For nearly seventy-five years, VOA has kept that promise. It was a promise reaffirmed on July 12, 1976 in the VOA Charter, given by the U.S. Congress and signed into law by President Gerald Ford. The Charter provides:
First, that VOA will serve as a consistently reliable and authoritative source of news, and that news will be accurate, objective and comprehensive. Second, that VOA will represent America, not any single segment of American society, and will present a balanced, comprehensive projection of significant American thought and institutions. Third, that VOA will present the policies of the United States clearly and effectively, as well as responsible discussions and opinion of these policies.

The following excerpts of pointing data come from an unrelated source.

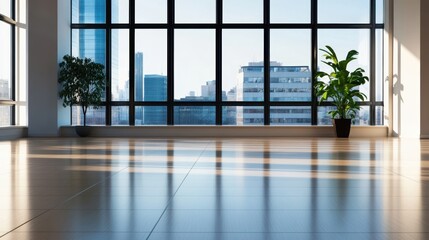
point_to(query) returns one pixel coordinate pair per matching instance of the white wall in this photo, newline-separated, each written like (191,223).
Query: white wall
(64,46)
(42,68)
(406,68)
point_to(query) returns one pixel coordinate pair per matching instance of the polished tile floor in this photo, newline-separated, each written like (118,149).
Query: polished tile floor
(295,188)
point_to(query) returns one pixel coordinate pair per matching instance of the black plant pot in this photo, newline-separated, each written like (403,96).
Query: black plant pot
(342,127)
(83,131)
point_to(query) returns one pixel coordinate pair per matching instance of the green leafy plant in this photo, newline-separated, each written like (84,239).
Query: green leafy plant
(342,85)
(82,83)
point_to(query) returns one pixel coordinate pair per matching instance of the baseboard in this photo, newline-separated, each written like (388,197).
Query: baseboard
(225,131)
(13,132)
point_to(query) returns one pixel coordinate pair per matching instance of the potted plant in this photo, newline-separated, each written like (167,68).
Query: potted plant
(82,84)
(342,88)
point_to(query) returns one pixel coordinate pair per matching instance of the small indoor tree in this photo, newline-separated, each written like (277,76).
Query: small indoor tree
(342,87)
(82,83)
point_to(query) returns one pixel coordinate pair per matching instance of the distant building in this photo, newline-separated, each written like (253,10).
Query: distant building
(154,89)
(138,76)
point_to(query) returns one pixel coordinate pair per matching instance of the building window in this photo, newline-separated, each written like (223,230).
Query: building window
(7,63)
(224,62)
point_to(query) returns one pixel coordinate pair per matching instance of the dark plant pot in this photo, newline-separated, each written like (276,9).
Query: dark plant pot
(342,127)
(83,131)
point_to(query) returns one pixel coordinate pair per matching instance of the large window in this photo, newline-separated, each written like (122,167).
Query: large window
(224,62)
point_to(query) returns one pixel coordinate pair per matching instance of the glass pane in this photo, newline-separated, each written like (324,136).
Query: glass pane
(379,115)
(120,65)
(5,62)
(342,41)
(242,115)
(323,117)
(195,11)
(120,115)
(194,70)
(243,11)
(379,11)
(194,115)
(379,65)
(290,11)
(5,8)
(88,11)
(5,115)
(150,11)
(120,11)
(343,11)
(93,116)
(151,65)
(290,73)
(290,115)
(242,65)
(151,115)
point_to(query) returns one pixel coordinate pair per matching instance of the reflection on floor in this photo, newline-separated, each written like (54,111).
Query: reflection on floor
(323,188)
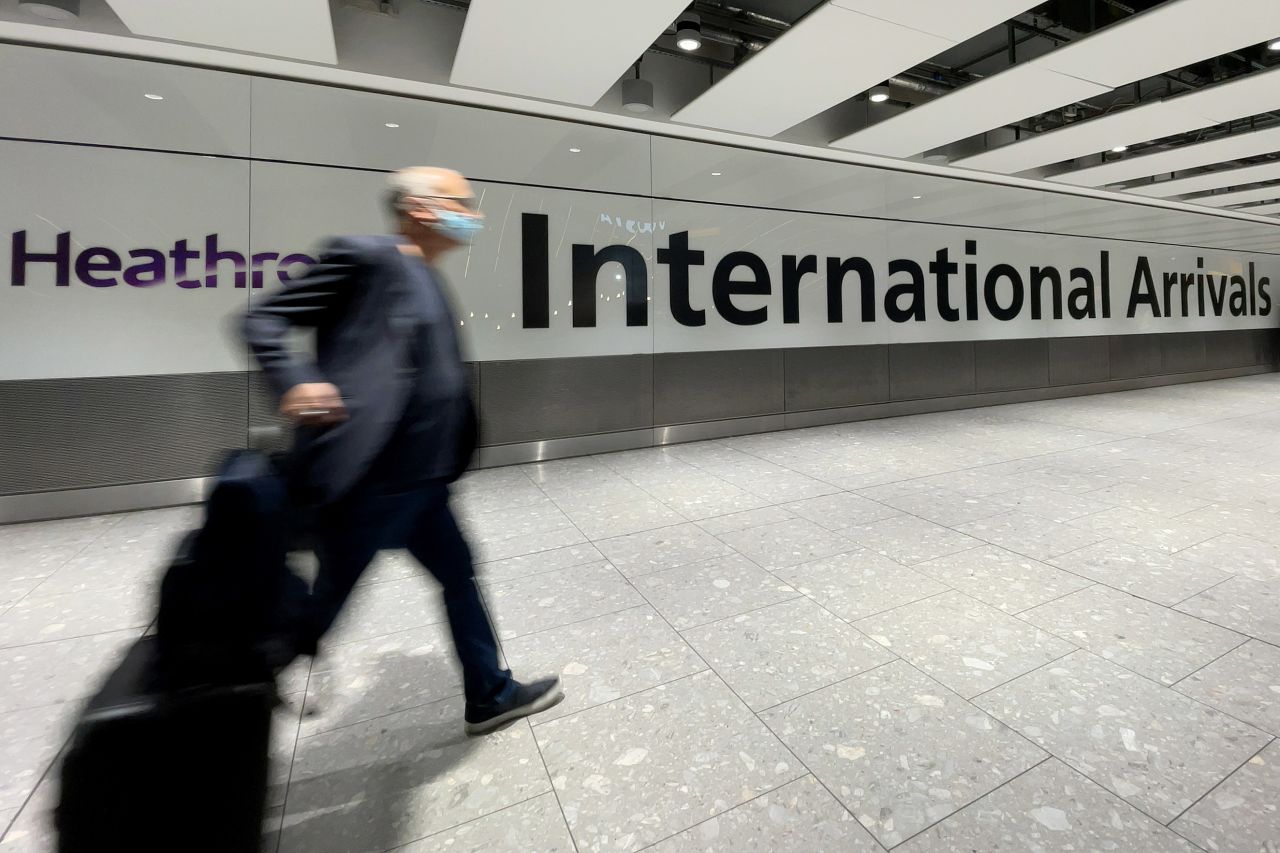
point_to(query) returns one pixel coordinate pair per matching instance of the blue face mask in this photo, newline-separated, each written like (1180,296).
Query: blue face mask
(458,227)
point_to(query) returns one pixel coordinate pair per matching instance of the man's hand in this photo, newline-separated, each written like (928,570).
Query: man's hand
(314,402)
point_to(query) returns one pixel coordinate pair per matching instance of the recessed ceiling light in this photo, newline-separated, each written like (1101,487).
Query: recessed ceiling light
(689,32)
(51,9)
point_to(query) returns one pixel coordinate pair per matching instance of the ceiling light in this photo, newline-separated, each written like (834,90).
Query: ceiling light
(638,95)
(51,9)
(689,32)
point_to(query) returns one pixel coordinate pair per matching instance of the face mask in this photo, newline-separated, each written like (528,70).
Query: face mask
(458,227)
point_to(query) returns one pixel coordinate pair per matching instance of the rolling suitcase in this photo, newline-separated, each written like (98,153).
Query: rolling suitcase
(172,770)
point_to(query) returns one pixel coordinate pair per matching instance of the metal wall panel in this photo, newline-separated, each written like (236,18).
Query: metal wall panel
(1182,352)
(110,430)
(690,387)
(919,370)
(833,377)
(1136,355)
(1009,365)
(547,398)
(1074,361)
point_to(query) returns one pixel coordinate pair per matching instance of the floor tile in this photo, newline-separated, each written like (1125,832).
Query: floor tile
(1001,578)
(389,607)
(1237,555)
(786,543)
(899,749)
(603,658)
(534,825)
(558,598)
(1152,747)
(620,519)
(42,619)
(1031,536)
(967,646)
(799,816)
(375,785)
(860,583)
(1146,529)
(1244,683)
(1148,574)
(841,510)
(644,767)
(1048,810)
(366,679)
(1153,641)
(776,653)
(640,553)
(909,539)
(32,676)
(538,562)
(735,521)
(1243,813)
(705,592)
(1243,605)
(30,740)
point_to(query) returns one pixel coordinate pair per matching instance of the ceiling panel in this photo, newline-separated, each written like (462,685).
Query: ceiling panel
(558,50)
(999,100)
(1239,197)
(1188,156)
(1144,45)
(1257,92)
(293,28)
(837,51)
(1211,181)
(1161,39)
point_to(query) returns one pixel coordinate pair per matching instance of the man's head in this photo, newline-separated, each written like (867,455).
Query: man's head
(434,208)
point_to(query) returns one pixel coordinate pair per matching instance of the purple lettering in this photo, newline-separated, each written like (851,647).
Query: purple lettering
(62,256)
(97,259)
(214,256)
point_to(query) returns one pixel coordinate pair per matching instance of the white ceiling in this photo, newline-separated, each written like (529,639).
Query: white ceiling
(839,50)
(1141,46)
(558,50)
(293,28)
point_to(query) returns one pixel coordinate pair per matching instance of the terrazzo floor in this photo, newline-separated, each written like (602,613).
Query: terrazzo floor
(1048,626)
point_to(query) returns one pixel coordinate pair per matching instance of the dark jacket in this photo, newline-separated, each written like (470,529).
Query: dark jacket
(357,301)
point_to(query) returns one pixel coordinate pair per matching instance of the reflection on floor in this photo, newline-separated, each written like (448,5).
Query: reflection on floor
(1048,626)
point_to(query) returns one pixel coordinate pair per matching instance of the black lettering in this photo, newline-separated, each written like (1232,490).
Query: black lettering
(836,272)
(1015,282)
(680,258)
(725,288)
(913,288)
(794,269)
(535,290)
(586,272)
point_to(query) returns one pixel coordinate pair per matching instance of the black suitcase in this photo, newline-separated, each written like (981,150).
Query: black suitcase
(176,770)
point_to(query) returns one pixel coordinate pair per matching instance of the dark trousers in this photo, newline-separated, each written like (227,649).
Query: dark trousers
(350,536)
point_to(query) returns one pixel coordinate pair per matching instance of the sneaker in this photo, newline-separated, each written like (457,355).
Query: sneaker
(526,699)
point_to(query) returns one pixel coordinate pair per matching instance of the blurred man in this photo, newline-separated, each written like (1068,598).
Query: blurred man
(385,422)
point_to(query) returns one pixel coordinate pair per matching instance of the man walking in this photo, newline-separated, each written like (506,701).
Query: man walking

The Charter’s first principle protects the journalistic integrity of VOA news: no official is allowed to pressure a reporter to spin a story in a certain direction; the second ensures that the diversity of America – from sea to shining sea, from Muslim to Christian to Jew to non-believer, from universities to factories to think tanks to Hollywood – is represented; and the third guarantees the world knows where the United States government clearly stands on important issues of the day and why.
On the Charter’s 40th anniversary, Amanda Bennett, Director of the Voice of America, spoke of its enduring relevance:
“The VOA Charter has never been more important than it is today. The world really needs a reliable and authoritative source of news and information which is what the VOA Charter intends us to be.”
The Charter remains the Voice of America’s lodestar, guiding its mission to present the truth and, as Director Bennett said, to reflect “all sides of the American discussion.”